Sono interventi il sindaco Francesco Auletta e Michele Sonnessa, presidente dell’associazione Città dell’Olio, Emilia Piemontese, Dirigente Generale Politiche agricole, sulle attività promozionali per il rilancio del comparto olivicolo, seguiti dal focus di Aniello Crescenzi, direttore di Alsia, sui servizi di sviluppo per il per il settore olivicolo, e l’approfondimento sul bando PNRR dedicato all’ammodernamento dei frantoi, a cura dell’Autorità di Gestione del PSR Basilicata 2014-2020, Rocco Vittorio Restaino. Giovanni Pipolo, Capo Panel del Comitato di Assaggio di Salerno ha illustrato i risultati ottenuti attraverso l’analisi degli oli partecipanti al concorso. “Con l’avvio della nuova programmazione tra le diverse azioni previste nella nuova PAC 2023-2027, a sostegno del comparto – ha dichiarato il presidente della Regione Vito Bardi – adotteremo gli interventi a salvaguardia degli olivi di particolare valore paesaggistico; nell’ambito del 2° Pilastro, per la politica legata all’OCM, solleciteremo il rafforzamento dell’importanza e del ruolo delle organizzazioni di produttori ai fini della concentrazione dell’offerta e del miglioramento della commercializzazione, per consentire il mantenimento del riconoscimento di OP. In coerenza con quanto previsto dal Complemento di Programmazione sullo Sviluppo Rurale, programmeremo azioni corrispondenti alle esigenze specifiche del comparto.
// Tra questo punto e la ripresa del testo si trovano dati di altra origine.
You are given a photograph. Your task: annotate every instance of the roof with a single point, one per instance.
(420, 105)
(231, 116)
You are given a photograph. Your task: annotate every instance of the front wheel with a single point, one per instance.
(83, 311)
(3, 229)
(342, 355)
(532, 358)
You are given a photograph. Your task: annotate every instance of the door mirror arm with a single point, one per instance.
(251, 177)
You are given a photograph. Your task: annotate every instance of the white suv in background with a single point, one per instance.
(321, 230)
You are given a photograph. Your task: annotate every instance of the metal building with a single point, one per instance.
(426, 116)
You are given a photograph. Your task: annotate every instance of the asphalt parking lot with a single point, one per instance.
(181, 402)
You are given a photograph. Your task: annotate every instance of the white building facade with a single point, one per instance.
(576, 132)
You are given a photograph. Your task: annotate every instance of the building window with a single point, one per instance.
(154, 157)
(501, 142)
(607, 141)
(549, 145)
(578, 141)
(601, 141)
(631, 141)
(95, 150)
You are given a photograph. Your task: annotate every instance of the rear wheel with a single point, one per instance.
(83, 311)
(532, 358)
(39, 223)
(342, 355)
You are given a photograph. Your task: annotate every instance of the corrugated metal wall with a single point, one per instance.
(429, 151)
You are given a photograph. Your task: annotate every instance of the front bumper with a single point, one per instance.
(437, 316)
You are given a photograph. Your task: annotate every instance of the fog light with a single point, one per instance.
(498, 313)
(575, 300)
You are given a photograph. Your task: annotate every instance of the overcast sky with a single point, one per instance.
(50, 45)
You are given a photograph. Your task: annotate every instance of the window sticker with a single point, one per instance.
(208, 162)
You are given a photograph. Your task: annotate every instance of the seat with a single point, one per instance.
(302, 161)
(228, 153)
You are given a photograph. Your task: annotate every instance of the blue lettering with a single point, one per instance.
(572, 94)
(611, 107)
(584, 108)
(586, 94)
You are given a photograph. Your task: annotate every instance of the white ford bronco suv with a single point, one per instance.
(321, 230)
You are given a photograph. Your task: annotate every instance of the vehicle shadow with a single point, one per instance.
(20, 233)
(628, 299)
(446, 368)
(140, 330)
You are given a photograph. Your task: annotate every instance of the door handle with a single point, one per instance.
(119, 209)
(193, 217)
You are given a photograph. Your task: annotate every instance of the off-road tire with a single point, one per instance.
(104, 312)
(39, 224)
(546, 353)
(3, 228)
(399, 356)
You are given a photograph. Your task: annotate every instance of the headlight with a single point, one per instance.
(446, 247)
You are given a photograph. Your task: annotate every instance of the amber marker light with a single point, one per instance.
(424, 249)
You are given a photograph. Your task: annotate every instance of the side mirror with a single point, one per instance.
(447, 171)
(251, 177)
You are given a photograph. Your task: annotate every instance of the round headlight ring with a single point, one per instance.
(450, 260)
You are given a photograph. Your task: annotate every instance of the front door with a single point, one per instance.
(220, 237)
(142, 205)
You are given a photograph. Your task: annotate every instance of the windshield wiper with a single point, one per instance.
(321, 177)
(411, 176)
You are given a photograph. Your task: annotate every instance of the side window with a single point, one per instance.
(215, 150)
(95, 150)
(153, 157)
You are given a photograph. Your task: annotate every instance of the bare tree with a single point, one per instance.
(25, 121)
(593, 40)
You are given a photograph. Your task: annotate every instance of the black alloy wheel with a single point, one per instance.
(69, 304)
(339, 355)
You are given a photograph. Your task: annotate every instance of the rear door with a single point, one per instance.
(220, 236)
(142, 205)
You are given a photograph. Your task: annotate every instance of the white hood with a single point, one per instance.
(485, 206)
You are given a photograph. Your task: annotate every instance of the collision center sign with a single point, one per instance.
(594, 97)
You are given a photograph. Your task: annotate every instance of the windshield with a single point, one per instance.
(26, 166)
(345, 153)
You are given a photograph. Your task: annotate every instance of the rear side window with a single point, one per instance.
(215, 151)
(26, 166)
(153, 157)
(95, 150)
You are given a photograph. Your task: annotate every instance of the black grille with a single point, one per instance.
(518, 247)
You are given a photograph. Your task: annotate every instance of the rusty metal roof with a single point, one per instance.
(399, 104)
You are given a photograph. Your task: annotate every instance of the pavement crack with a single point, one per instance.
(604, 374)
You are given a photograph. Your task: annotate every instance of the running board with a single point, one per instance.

Tra le attività più imminenti, la pubblicazione del bando PNRR dedicato all’ammodernamento dei frantoi, la redazione di un Piano Olivicolo Regionale capace di dare un nuovo impulso al comparto con gli indirizzi di carattere produttivo, organizzativo, commerciale per l’olivicoltura lucana del prossimo quinquennio. Attività da realizzare insieme a Città dell’Olio, con cui abbiamo siglato il Protocollo di Intesa e con cui lavoreremo sul Turismo dell’Olio, l’agricoltura sociale e le attività di valorizzazione della filiera, in linea con i valori della cultura della Dieta Mediterranea”.